Harry popatrzył na wysokiego faceta jak na debila. Wyją telefon by zobaczyć godzinę. Przeszedł go nie przyjemny dreszcz widząc, że za pół godziny będzie ty Louis.

Odrazu pobiegł do dużego, białego domu po talerze i widelczyki do ciasta. Przechodząc obok salonu usłyszał, sapnięcia i jęki. Odrazu się domyślił kto to, dla tego postanowił im nie przeszkadzać. Wziął wszystkie rzeczy i poszedł z powrotem udał się do ogrodu, gdzie będzie odbywać się impreza urodzinowa Louisa.

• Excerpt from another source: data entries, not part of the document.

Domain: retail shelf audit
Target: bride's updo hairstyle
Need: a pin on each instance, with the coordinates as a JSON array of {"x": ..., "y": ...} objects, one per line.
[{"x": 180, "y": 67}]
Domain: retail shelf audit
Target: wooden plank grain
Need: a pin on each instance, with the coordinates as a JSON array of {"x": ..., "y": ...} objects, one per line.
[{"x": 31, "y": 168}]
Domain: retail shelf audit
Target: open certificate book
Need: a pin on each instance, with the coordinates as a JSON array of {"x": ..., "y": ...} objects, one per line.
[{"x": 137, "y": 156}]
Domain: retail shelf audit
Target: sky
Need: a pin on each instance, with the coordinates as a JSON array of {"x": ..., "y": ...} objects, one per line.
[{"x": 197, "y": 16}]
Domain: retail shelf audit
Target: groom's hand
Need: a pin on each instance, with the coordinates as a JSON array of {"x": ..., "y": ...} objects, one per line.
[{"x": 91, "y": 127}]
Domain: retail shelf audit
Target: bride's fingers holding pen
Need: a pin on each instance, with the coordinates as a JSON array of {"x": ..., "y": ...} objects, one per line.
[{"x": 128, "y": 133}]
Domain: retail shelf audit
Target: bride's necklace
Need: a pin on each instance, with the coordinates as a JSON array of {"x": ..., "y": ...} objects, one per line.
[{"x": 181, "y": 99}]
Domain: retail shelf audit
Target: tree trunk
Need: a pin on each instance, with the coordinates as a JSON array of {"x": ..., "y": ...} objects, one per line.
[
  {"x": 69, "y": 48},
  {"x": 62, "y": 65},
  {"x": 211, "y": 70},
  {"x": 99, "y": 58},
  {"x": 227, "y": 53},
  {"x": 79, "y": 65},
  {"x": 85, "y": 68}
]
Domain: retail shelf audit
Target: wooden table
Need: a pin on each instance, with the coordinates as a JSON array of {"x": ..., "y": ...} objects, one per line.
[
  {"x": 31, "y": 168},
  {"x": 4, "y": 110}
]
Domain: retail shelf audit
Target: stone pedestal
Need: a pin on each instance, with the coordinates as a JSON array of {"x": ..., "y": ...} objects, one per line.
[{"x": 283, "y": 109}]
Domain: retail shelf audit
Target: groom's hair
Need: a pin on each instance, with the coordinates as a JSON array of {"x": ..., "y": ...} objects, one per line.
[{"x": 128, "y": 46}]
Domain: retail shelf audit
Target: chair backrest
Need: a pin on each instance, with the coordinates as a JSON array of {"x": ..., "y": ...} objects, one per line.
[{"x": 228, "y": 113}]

Gdy wszystko było gotowe, Hazza zorientował się, że sam nie jest gotowy na przyjazd swojego partnera.

- Kurwa.- Powiedział i pobiegł do z powrotem do rezydencji, którą wynaioł na tą okazje. Przebiegł obok swoich przyjaciół, którzy wracali z igraszek w salonie.

Harry ubrał się, w świeżą białą koszule, i czarne obcisłe rurki. Dobrze wiedział, jak Louis uwielbia go w nich. Spioł loki w koczka i założył swoje ulubione trampki. Zbiegł na dół patrząc na zegarek, który dostał od Louisa, miał jeszcze pięć minut. Nie mógł się przecież spóźnić, na urodziny swojego partnera, nie prawda ?

Gdy Harry dobiegł w miejsce imprezy, Louis już parkował swoje wyścigowe autko przed bramą. Jedyne co wiedział to, że ma przyjechać pod tem adres. Więcej Harold mi nie powiedział.

❤️❤️❤️
I jak mi wyszło ? Moim zdaniem całkiem znośnie.